The classification of observations into groups requires some methods for computing the **distance** or the (dis)**similarity** between each pair of observations. The result of this computation is known as a dissimilarity or **distance matrix**.

There are many methods to calculate this distance information. In this article, we describe the common **distance measures** and provide R codes for computing and visualizing distances.

Contents:

Related Books:

The choice of distance measures is a critical step in clustering. It defines how the similarity of two elements (x, y) is calculated and it will influence the shape of the clusters.

The classical methods for distance measures are *Euclidean* and *Manhattan distances*, which are defined as follow:

*Euclidean distance*:

\[ d_{euc}(x,y) = \sqrt{\sum_{i=1}^n(x_i - y_i)^2} \]

*Manhattan distance*:

\[ d_{man}(x,y) = \sum_{i=1}^n |{(x_i - y_i)|} \]

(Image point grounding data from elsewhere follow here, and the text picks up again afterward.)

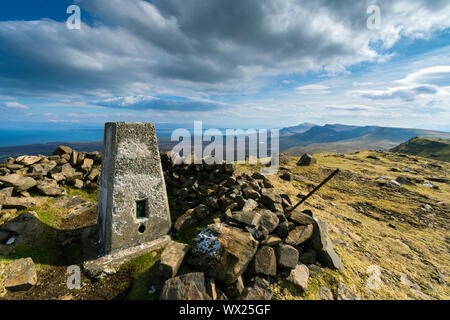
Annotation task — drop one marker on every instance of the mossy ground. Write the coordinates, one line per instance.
(400, 230)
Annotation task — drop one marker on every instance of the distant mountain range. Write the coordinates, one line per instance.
(303, 138)
(433, 148)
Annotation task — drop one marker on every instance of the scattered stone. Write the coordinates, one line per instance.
(190, 286)
(299, 235)
(287, 256)
(20, 183)
(171, 258)
(269, 220)
(223, 252)
(306, 160)
(83, 209)
(259, 291)
(5, 251)
(272, 241)
(22, 203)
(185, 220)
(300, 217)
(299, 277)
(234, 289)
(325, 293)
(345, 293)
(87, 165)
(78, 184)
(287, 176)
(265, 262)
(63, 150)
(20, 275)
(25, 227)
(49, 188)
(309, 257)
(28, 160)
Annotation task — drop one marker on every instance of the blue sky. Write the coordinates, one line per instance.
(270, 63)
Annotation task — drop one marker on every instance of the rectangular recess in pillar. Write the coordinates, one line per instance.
(141, 209)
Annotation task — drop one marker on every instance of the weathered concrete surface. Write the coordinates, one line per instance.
(131, 171)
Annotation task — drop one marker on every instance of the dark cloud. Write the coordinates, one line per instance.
(140, 47)
(406, 94)
(153, 103)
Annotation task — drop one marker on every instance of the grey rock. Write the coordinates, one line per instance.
(345, 293)
(20, 275)
(287, 256)
(269, 220)
(259, 291)
(325, 293)
(265, 262)
(190, 286)
(299, 235)
(269, 198)
(234, 289)
(223, 252)
(306, 160)
(49, 188)
(26, 227)
(299, 277)
(23, 203)
(18, 182)
(63, 150)
(172, 257)
(272, 241)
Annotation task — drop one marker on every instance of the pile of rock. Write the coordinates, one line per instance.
(254, 239)
(27, 175)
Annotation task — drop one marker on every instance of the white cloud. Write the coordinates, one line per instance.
(13, 105)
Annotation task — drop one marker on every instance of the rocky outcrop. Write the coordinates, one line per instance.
(186, 287)
(20, 275)
(306, 160)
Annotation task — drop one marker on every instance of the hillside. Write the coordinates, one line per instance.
(432, 148)
(342, 138)
(387, 215)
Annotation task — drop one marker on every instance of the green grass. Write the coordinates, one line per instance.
(432, 148)
(140, 270)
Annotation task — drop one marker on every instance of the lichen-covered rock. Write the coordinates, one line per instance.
(63, 150)
(25, 227)
(299, 277)
(171, 258)
(28, 160)
(22, 203)
(269, 198)
(259, 291)
(265, 262)
(322, 245)
(300, 217)
(223, 252)
(20, 275)
(306, 160)
(287, 256)
(20, 183)
(269, 220)
(49, 188)
(190, 286)
(299, 235)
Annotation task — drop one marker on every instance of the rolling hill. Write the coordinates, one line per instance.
(432, 148)
(345, 139)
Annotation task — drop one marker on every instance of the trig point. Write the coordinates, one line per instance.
(133, 211)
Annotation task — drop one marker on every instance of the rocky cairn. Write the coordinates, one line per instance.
(255, 238)
(250, 239)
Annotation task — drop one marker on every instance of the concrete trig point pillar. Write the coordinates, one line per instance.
(133, 212)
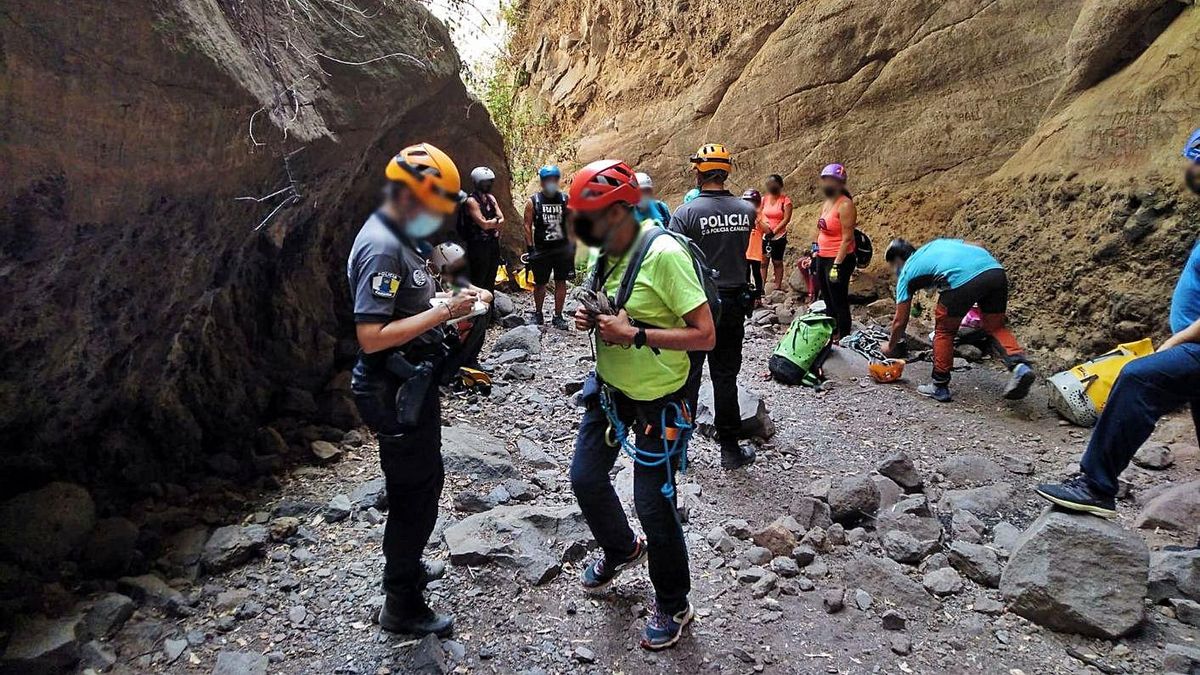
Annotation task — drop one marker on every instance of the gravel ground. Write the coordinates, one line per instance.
(312, 596)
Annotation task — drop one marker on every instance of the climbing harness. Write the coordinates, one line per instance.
(675, 437)
(867, 342)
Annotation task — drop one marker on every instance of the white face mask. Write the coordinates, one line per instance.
(423, 225)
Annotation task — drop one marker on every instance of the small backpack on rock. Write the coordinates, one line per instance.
(804, 347)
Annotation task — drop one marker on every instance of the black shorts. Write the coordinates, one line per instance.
(558, 263)
(989, 288)
(777, 248)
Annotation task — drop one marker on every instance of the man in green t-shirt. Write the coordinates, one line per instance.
(641, 370)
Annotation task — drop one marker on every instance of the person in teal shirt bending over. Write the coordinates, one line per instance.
(964, 275)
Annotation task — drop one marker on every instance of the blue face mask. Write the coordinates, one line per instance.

Where, *x* and *y* are two vectors of length *n*.

Other dissimilarity measures exist such as **correlation-based distances**, which is widely used for gene expression data analyses. Correlation-based distance is defined by subtracting the correlation coefficient from 1. Different types of correlation methods can be used such as:

**Pearson correlation distance**:

\[ d_{cor}(x, y) = 1 - \frac{\sum\limits_{i=1}^n (x_i - \bar{x})(y_i - \bar{y})}{\sqrt{\sum\limits_{i=1}^n(x_i - \bar{x})^2 \sum\limits_{i=1}^n(y_i -\bar{y})^2}} \]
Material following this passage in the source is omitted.